Piotr Szeląg, dyrektor szkoły, nie ukrywa rozczarowania wyrokiem WSA w Gdańsku.

- Mam wrażenie, jakby sąd ugiął się pod związkowym lobby - mówi dyr. Szeląg.

- Dlaczego związki zawodowe protestują?

- Ponieważ dbają głównie o przywileje zapisane w Karcie Nauczyciela. - uważa Szeląg. - Nie chodzi o dobro uczniów i ich rodziców, ale o wygodne życie dla nauczycieli. Karta jest jednym z głównych powodów, dla których polska oświata nie zmienia się na lepsze. Bo dlaczego miałaby się zmieniać, skoro w szkolnictwie publicznym niekoniecznie są promowani nauczyciele z pasją i pomysłem na doskonalenie nauczania? Karta Nauczyciela jest od tego, by zapewnić święty spokój średniakom i słabym, którzy do oświaty trafili przez pomyłkę. Dobrzy nauczyciele i tak się nią nie przejmują zbyt wiele, poświęcają uczniom swój prywatny czas.

- Od związkowców usłyszałem, że praca w waszej szkole nie jest szczytem marzeń. 40 godzin pracy tygodniowo, relatywnie niższe płace. Podobno wasi nauczyciele chętnie odchodzą do zwykłych szkół publicznych, jeśli tylko mają okazję.
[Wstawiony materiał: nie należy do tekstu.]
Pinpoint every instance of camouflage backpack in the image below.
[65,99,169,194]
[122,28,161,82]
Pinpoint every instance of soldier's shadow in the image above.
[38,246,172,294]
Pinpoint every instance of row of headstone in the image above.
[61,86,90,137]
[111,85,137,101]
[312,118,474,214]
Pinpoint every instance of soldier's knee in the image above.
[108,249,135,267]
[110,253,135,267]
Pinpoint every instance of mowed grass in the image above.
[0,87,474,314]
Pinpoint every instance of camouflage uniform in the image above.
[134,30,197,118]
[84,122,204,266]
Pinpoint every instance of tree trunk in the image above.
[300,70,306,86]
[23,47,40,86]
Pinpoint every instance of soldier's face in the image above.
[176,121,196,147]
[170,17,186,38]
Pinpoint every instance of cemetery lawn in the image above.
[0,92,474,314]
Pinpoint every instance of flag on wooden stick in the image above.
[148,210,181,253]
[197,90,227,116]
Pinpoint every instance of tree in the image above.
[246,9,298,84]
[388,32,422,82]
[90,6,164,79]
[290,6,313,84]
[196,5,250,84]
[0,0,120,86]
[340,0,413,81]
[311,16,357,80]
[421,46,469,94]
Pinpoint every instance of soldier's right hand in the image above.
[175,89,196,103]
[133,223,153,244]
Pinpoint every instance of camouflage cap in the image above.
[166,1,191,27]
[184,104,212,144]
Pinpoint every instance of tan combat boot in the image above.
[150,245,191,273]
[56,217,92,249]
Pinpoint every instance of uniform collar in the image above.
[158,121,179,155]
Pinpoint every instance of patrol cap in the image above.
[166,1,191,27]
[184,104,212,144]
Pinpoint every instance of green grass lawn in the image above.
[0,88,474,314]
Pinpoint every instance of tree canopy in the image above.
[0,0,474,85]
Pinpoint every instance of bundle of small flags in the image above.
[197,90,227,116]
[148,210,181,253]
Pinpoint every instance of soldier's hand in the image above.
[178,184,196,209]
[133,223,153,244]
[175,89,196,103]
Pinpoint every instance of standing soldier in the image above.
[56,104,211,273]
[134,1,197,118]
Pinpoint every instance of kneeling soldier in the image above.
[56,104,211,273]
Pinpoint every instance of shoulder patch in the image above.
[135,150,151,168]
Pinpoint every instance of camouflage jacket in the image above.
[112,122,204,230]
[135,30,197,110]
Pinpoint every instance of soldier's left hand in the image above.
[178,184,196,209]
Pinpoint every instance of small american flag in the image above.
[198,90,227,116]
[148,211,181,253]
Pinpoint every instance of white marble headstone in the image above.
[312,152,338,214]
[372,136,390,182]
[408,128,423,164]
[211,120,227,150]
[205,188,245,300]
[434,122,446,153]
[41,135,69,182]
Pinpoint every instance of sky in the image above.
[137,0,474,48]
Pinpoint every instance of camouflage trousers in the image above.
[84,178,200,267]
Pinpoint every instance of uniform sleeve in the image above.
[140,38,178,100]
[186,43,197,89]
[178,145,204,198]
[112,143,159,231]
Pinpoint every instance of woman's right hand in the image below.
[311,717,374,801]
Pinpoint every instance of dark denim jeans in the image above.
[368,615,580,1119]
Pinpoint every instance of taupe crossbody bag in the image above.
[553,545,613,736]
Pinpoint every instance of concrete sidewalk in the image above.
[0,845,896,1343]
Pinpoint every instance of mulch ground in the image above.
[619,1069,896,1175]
- Bzdura. Rotacja kadrowa w naszej szkole nie jest większa niż w innych placówkach. Nauczyciel angielskiego pisze doktorat, dostał stypendium w Londynie, więc wyjechał. Ktoś inny tracił codziennie półtorej godziny na dojazd, uznał że nie ma to sensu... A jeśli chodzi o Kartę Nauczyciela: czy to nie zastanawiające, że ona nie obowiązuje w tych wszystkich prywatnych szkołach, w tym katolickich, które podziwiane są za wysoki poziom nauczania?

- Wyrok WSA zmieni waszą szkołę?

- Nie wiem jeszcze, trzeba nad tym usiąść z prawnikami - odpowiada Szeląg. - Póki co wyrok nie jest prawomocny. Mamy legalną umowę z miastem, która obowiązuje, więc aktualnie nic się nie zmienia i miejmy nadzieję, że się w ogóle nie zmieni. Gdyby miało się zmienić, wątpię czy ucieszy to kogoś, oprócz związkowców.